L'acte d'accusation des religieux haïtiens contre Jovenel Moïse
Xavier Sartre – Cité du Vatican
C'est une lettre sans concession que les religieux haïtiens ont adressé au président du pays. Dans le sillage de la note du 2 février dernier de la Conférence des évêques d'Haïti qu'il appuie, le président de la Chr, le père Eric Jasmin CSC. interpelle Jovenel Moïse sur la situation désastreuse du pays: «votre responsabilité dans cette descente aux enfers est entière et vous avez le devoir de donner des réponses rapides et concrètes aux demandes du peuple, dont la première consiste à respecter les lois de ce beau pays.»
Un pays aux abois
Jovenel Moïse se trouve ainsi à la tête d'un pays où «les germes de mort semblent aujourd’hui l’emporter sur les germes de vie» écrit le président du Chr. «Le pays se meurt, la population est aux abois, l’insécurité est galopante, les plus pauvres n’en peuvent plus, la population est dans un désarroi qui frise le désespoir, le pays n’est plus dirigé. Nous sommes à la fois témoins et victimes de trop de crimes, trop d’injustices et d’inégalités» ajoute-t-il, accusant le chef de l'État d'«ignorer cette misère».
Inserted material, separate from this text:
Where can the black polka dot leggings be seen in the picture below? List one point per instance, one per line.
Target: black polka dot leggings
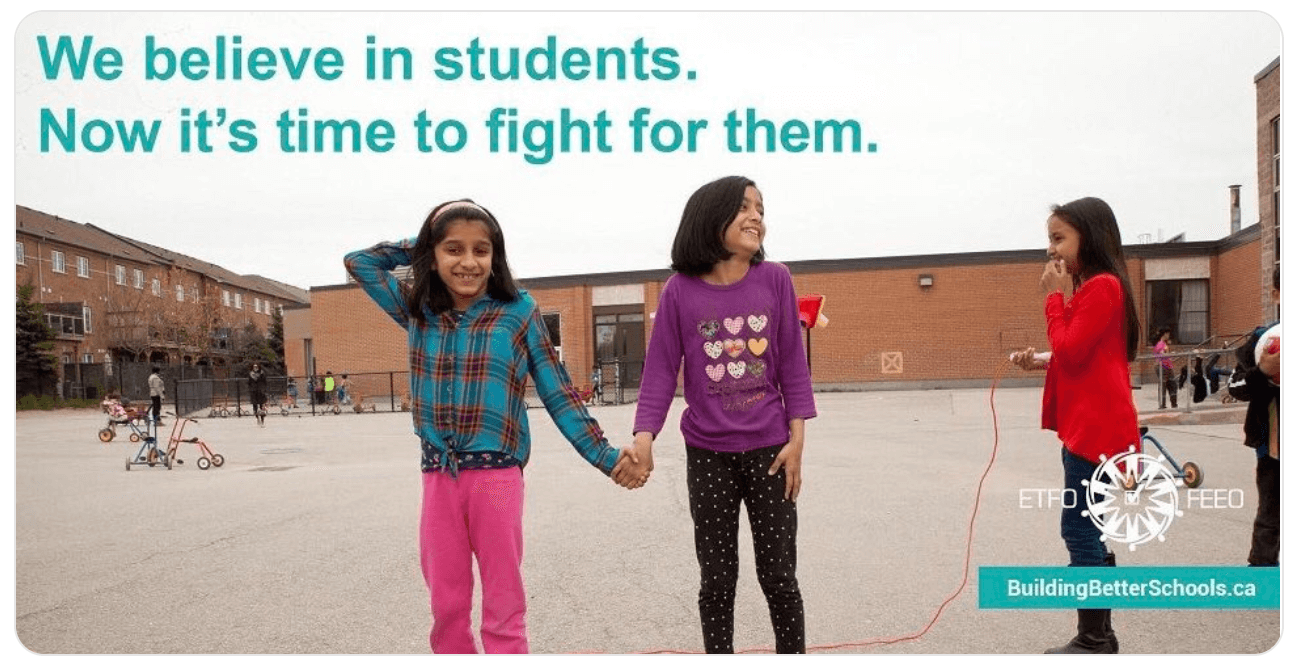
(717, 484)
Le président de la Chr insiste: «aucune décision sérieuse n’a été prise pour alléger les souffrances du peuple ni pour le protéger contre les assauts de tous bords. La seule chose qui semble vous intéresser, c’est de boucler à tout prix un soi-disant mandat au grand mépris des revendications ô combien légitimes de tout un peuple» reproche le père Jasmin au président de la République.
Crise politique
Il fait là référence au fait que Jovenel Moïse considère que son mandat finit en février 2022 alors que la plupart de la population estime qu'il a pris fin il y a plus d'un mois. Le chef de l'État affirme qu'il n'a commencé à exercer vraiment son pouvoir qu'à l'issue d'un second tour organisé après un premier tour annulé mais qui est retenu par tous ses opposants et la population comme le vrai point de départ de son mandat.
L'ONU soutient l'analyse du président contre l'avis de la majorité des Haïtiens. Dans les mois qui viennent, Jovenel Moïse aimerait réformer la Constitution mais cette proposition passe mal auprès de la population.
Invitation au départ
La Chr se demande donc dans ce contexte «à quoi cela sert-il de s’accrocher au pouvoir de façon même illégitime ou illégale quand plus de la moitié de sa population vit dans l’insécurité alimentaire chronique ? Pourquoi vouloir à tout prix prolonger ou terminer un semblant de mandat sans pouvoir garantir la sécurité des vies et des biens, la libre circulation des personnes ? À quoi sert un président ou un gouvernement incapable de stopper le train de la mort qui sème le deuil au sein de la population au quotidien ?»
Les religieux, par la plume de leur président, exhortent ainsi Jovenel Moïse à ne plus être «un spectateur de plus» du «constant processus de déshumanisation de tout un peuple».